Telcos all over the world do not attach protectors adjacent to their electronics. That would only make surge damage easier. In every telco (ie BT) exchange, always installed is the single point earth ground (better earthing) and 'whole house' protectors. Every wire that enters that building is earthed by a protector. To make protection more effective, telcos increase separation between protector and electronics by up to 50 meters. Separation (and that 'less than 3 meter' connection to earth) is critical for protection.
How often is a destructive surge? For homes, typically once every seven years. A number that is much larger in the UK. However telcos connect their £multi-million switching computer to all other buildings in town. That means about 100 surges with each storm. How often is your town without phone service for four days while BT replaces that computer? Never. Because they use proven protection. Protectors make a connection from every incoming wire as short as possible (ie 'less than 3 meters') to single point earth ground.
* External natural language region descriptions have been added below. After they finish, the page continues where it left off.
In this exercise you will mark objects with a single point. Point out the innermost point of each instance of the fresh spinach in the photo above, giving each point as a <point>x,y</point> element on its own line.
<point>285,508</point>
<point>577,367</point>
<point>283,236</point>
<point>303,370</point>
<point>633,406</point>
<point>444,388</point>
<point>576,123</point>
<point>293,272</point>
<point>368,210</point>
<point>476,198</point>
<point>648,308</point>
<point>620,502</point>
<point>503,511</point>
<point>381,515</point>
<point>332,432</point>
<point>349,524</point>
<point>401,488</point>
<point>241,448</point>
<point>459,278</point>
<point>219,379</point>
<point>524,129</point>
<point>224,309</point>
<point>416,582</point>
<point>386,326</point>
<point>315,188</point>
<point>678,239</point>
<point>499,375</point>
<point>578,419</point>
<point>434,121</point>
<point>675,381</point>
Protectors are separated from electronics by up to 50 meters.
Foolish is to think anything (fuse, protector, open switch) will block a surge. It was not stopped by kilometers of a world's best insulator - air. Why would millimeters inside a fuse, RCD, etc stop a surge? It doesn't. Nothing stops a surge. As in nothing. Furthermore a fuse, RCD, etc take milliseconds to trip. A surge is done in microseconds. Maybe 300 consecutive surges could pass through an RCD before it even thought about tripping. Anything that would stop a surge is best called a scam.
Either a surge connects to earth harmlessly outside. Or it connects to earth destructively via appliances (or a structure - even wood is an electrical conductor). Only the consumer makes that choice. Damage means a surge was all but invited to go hunting for earth inside and destructively via appliances. Protection means that current has a much lower impedance (ie 'less than 3 meter') connection to earth on a path that remains outside the building. And so again, protection is defined not by a protector. Protection is defined by the quality of and connections to single point earth ground.
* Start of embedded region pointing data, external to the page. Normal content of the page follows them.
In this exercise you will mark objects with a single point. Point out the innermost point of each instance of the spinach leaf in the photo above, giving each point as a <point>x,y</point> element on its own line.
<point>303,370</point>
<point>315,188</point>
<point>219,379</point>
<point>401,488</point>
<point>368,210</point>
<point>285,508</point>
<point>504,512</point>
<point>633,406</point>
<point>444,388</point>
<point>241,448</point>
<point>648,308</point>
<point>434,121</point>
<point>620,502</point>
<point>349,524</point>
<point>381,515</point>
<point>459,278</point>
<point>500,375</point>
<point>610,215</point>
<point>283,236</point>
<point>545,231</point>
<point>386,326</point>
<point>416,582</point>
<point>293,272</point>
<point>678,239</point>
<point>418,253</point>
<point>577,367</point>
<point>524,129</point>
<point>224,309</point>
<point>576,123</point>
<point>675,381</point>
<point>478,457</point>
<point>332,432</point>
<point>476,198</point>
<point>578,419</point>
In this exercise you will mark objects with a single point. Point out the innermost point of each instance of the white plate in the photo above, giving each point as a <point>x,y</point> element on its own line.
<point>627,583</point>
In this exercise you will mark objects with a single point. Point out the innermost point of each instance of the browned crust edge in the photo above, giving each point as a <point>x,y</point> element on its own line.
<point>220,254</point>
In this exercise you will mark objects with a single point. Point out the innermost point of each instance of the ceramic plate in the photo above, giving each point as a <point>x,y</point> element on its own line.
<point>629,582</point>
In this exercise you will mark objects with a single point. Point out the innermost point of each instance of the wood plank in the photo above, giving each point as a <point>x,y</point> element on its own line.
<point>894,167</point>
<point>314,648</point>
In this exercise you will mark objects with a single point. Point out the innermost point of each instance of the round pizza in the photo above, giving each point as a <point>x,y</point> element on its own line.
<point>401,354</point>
It should be obvious that nothing (not an RCD, switch, fuse, filter) stops or blocks a surge. Do not earth an appliance. That only makes that appliance the best and destructive path to earth. Earth a surge (maybe 20,000 amps) before it enters the building.
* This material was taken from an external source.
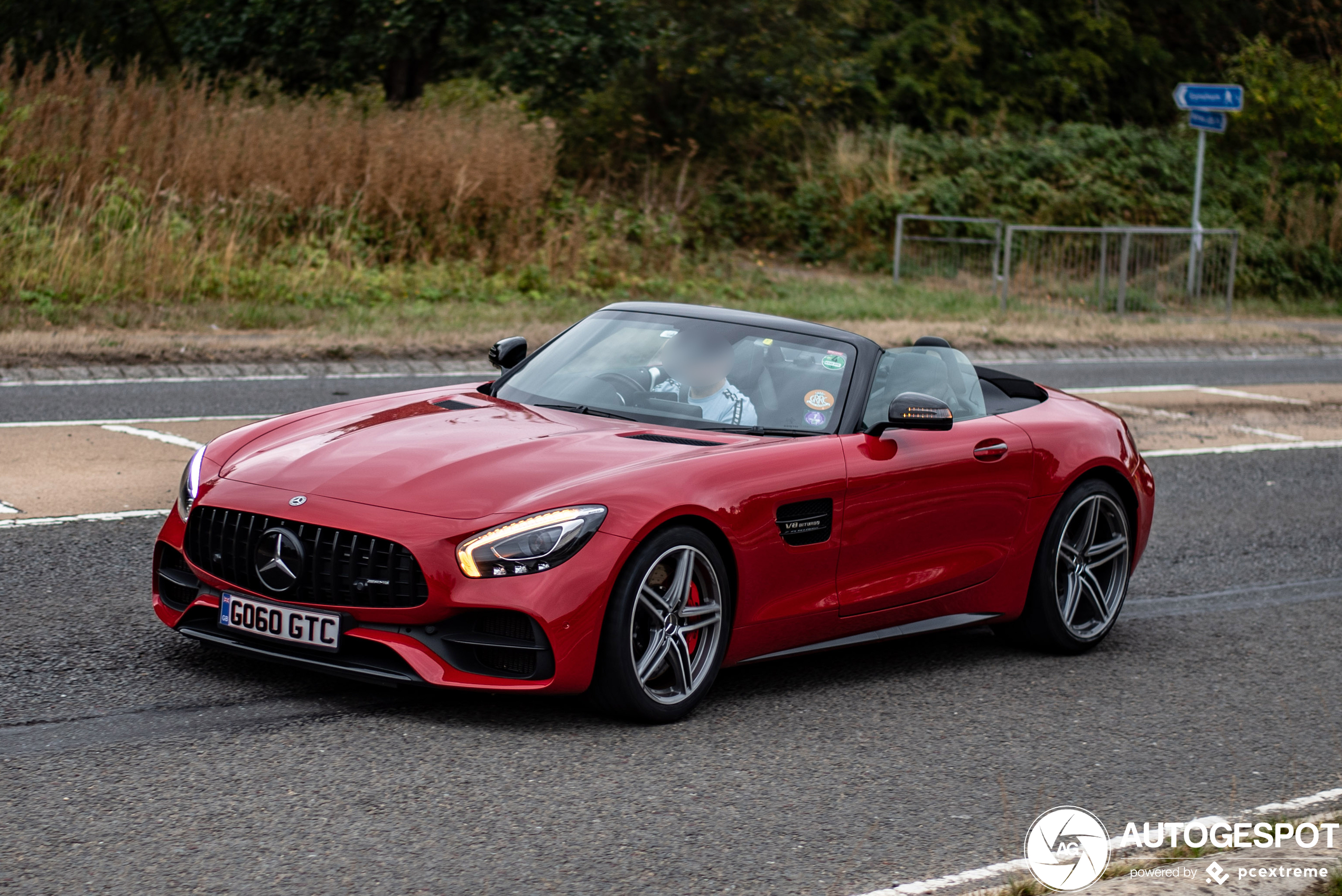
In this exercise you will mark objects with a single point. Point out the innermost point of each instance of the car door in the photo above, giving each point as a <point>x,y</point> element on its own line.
<point>929,513</point>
You had damage? That was the path an electric current took from cloud to distant earthborne charges. Damage because that current had (simultaneously) both an incoming and an outgoing path to earth. At the same time a surge is incoming to a power board protector, the same current is outgoing into attached appliances. Nothing stops or blocks that current. High voltage (and therefore destructive energy) only exists when something foolishly tries to stop that current.
A protector is only as effective as the quality of and connection to single point earth ground. Earth the surge; not an appliance.